Summary of BET quality in RISH sample. We QC’d the static BET images, available in archive/data/SPINS/pipelines/bids_apps/dmriprep/QC, for all participants included in the matched RISH sample. The following table indicates how many participants failed, passed, were missing outputs (are being re-run), or didn’t have outputs by design (human phantoms; also being re-run). ZHH was the only site without issue. The PRISMA sites had pronounced problems with BET: no participants from CMP nor ZHP passed, and only 2 MRP participants passed. (Note that all participants included in the RISH sample passed visual QC of raw diffusion images.)

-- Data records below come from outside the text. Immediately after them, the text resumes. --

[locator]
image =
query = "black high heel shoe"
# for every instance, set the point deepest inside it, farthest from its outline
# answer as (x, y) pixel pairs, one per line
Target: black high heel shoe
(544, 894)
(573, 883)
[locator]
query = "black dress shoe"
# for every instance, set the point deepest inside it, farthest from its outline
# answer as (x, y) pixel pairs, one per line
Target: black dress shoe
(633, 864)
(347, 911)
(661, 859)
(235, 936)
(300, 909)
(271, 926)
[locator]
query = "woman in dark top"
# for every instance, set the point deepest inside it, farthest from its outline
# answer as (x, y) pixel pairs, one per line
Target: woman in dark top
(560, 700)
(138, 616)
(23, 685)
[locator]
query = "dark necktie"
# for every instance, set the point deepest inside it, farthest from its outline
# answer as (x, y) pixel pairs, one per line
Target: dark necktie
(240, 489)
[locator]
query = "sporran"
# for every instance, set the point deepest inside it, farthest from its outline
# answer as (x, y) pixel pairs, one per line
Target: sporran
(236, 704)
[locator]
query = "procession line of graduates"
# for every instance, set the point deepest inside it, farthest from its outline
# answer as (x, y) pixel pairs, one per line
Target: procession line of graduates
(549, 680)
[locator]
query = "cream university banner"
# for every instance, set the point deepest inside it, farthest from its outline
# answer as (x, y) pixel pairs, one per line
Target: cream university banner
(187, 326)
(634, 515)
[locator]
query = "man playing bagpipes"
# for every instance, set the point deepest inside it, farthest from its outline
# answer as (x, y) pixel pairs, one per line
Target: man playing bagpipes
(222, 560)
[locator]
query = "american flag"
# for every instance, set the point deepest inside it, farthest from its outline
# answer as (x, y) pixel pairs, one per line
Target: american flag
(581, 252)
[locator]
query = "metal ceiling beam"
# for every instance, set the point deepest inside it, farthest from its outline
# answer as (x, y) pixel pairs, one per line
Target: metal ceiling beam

site pass fail missing (error) missing (phantom)
CMH 31 4 0 9
CMP 0 7 6 3
MRC 8 5 0 3
MRP 2 10 1 3
ZHH 13 0 0 3
ZHP 0 6 7 3

Reference images. A good extraction will show the red line tracing the boundary between brain and skull, and encompass only brain (no skull or black/void space). A bad extraction is anything that violates this definition.

Example good

Example bad


Example of BET failures per site. Here, we show two examples of failed extraction per site. There were a diversity of failed extractions; some were clearly off across multiple slices, others might better be described as less than ideal in a circumscribed region.

CMH

CMP

MRC

MRP

ZHP

Review of T1 tissue segmentation. We also checked to see if the n=32 subset of participants with failed/problematic BET extractions had problematic T1 tissue segmentations, derived from fmriprep. Some did, but most did not. The general pattern seemed to be that those with especially poor extractions also had poor tissue segmentation. For example, the segmentation for the ‘bad’ example above (ZHP0108) looks as follows:


Review of derived masks. We also checked the appearance of T1 masks for the subset of participants with failed/problematic BET extractions and problematic T1 tissue segmentations. We found that the masks had ‘holes’ through the volumes. For example, the segmentation for the ‘bad’ example above (ZHP0108) looks as follows:


Ajustment to brain extraction – using BET and AFNI. Michael has recently tested a new method of brain extraction that also uses AFNI. He created an initial mask from BET (more liberal), and then created another mask using AFNI, and finally created an intersection: agreement was saved as a new mask. This appears to result in better extractions (ZHP108 shown):


We also see that tissue segmentation on the T1 is much improved. Note, however, that this data has one other difference: it has also been run with a newer version of fMRIprep, i.e. version 0.4.1. So, the improved extraction may be a result of new fMRIprep or the combined BET and AFNI method.


Current hypothesis. We think that if BET looks really bad (e.g., ZHP0108), something has likely gone wrong with the distortion correction. If the extraction is more subtley poor, perhaps something else has gone wrong (could be any number of things?).

Next steps / discussion. Figure out why extraction is so bad at the PRISMA sites. Is it distortion correction? How can we individually fix? Michael and his group have delinerated a timeline for dmriprep. Michael has also learned about another brain extraction method, QSIPREP, which apparently performs well even on bad b0s, and is working on implementing it into a nipype workflow. In the interim, can we test RISH with ZHH?